As the percentage of elderly people in the United States continues to grow faster than any other age group, the incidence of CVD grows too. According to Kannel , 1 CVD accounts for 58% of the mortality in persons >85 years, and the incidence of atherosclerotic disease in persons >65 years is more than double that in middle-aged persons.
Can anything be done to reduce fatal CVD in a population exposed to a lifetime of CV risk factors?
Despite skepticism from some physicians, Kannel thinks CV risk can be reduced in this population (see below); he cites studies showing that correction of hypertension and dyslipidemia reduces morbidity and mortality in both middle-aged and elderly people. The effectiveness of other measures has not been established but appears to warrant investigation, including:
reducing homocysteine levels
reducing fibrinogen levels
Implications of Dyslipidemia in older populations:
About 25% of men and 42% of women >65 years have serum TC levels >240 mg/dL, the level at which NCEP ATP-II guidelines recommend treatment. 2 Citing the Framingham Heart Study, Kannel notes that the median serum TC at which coronary events occurred was only 221 mg/dL in men and 246 mg/dL in women, leading to the conclusion that 50% or more coronary events in the elderly can be expected to occur at cholesterol levels below those recommended by NCEP ATP-II for initiating treatment. 1
What should the clinician look for?
Although total blood lipids measured after age 65 have not been consistently found to correlate with the development of coronary disease or the occurrence of strokes, when cholesterol fractions other than TC are evaluated, positive relations have been found: for example, the TC:HDL-C ratio efficiently predicts CHD in the elderly as well as the middle-aged. 1 According to NCEP guidelines, patients should not be excluded from consideration from lipid-regulating therapy on the basis of age alone, although quality-of-life issues acquire special importance in managing older patients. Because both dietary and drug therapy have additional clinical implications for older patients, treatment of the elderly should be individualized.
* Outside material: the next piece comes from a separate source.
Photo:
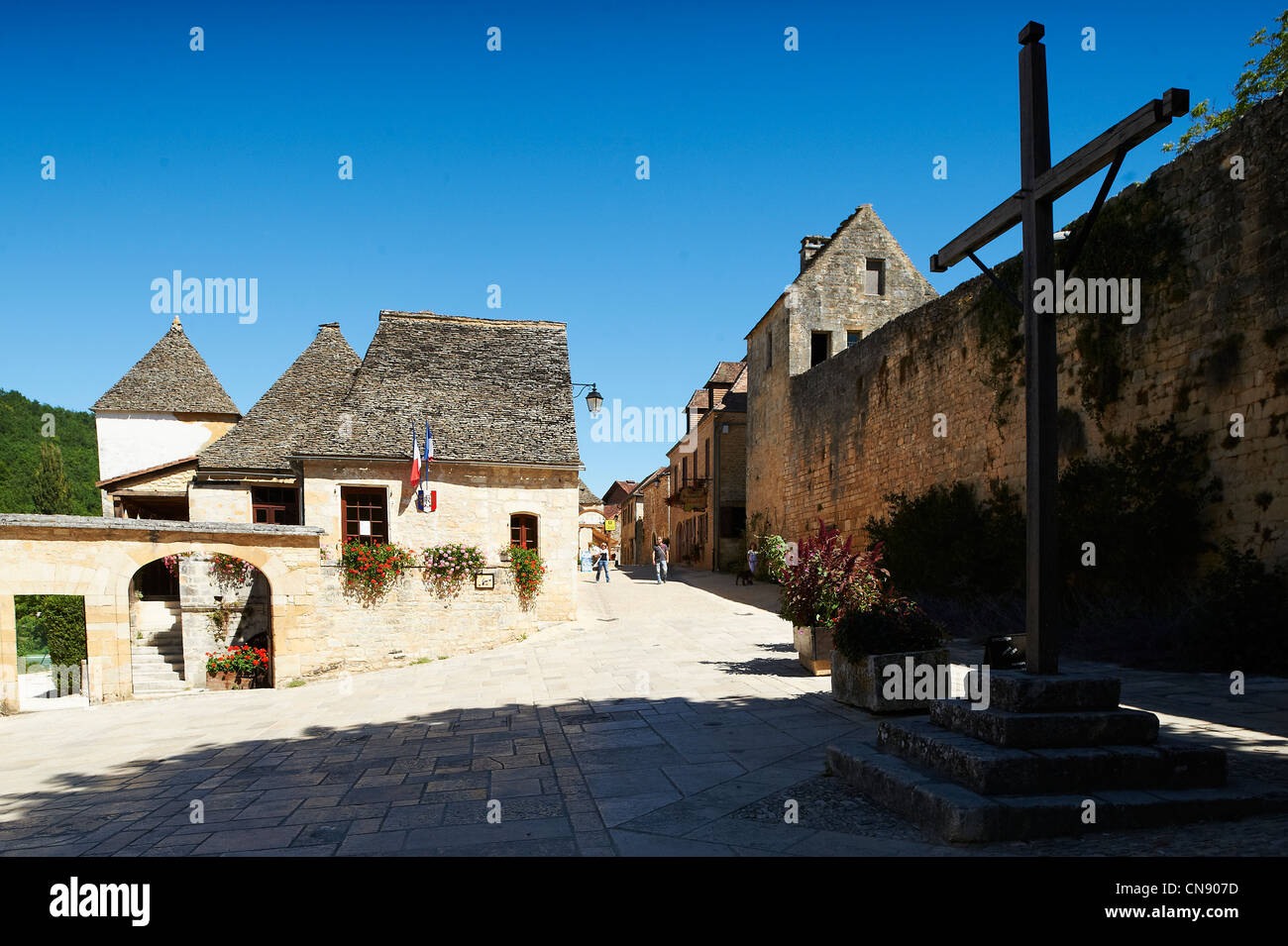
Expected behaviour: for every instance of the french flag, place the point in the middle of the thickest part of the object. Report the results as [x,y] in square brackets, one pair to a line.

Are older patients getting adequate treatment?
Although the use of pharmacologic cholesterol lowering in middle-aged patients is generally accepted and is increasingly utilized, patients aged 65 to 75 who have a history of CHD and might benefit from cholesterol-lowering drugs are generally undertreated or not treated at all, according to a recent CHS report by Lemaitre et al. 3 The CHS was designed to investigate risk factors for CHD in men and women aged 65 and older (see below). It also provided an opportunity to examine the impact of the NCEP guidelines on physicians’ prescribing patterns for elderly patients.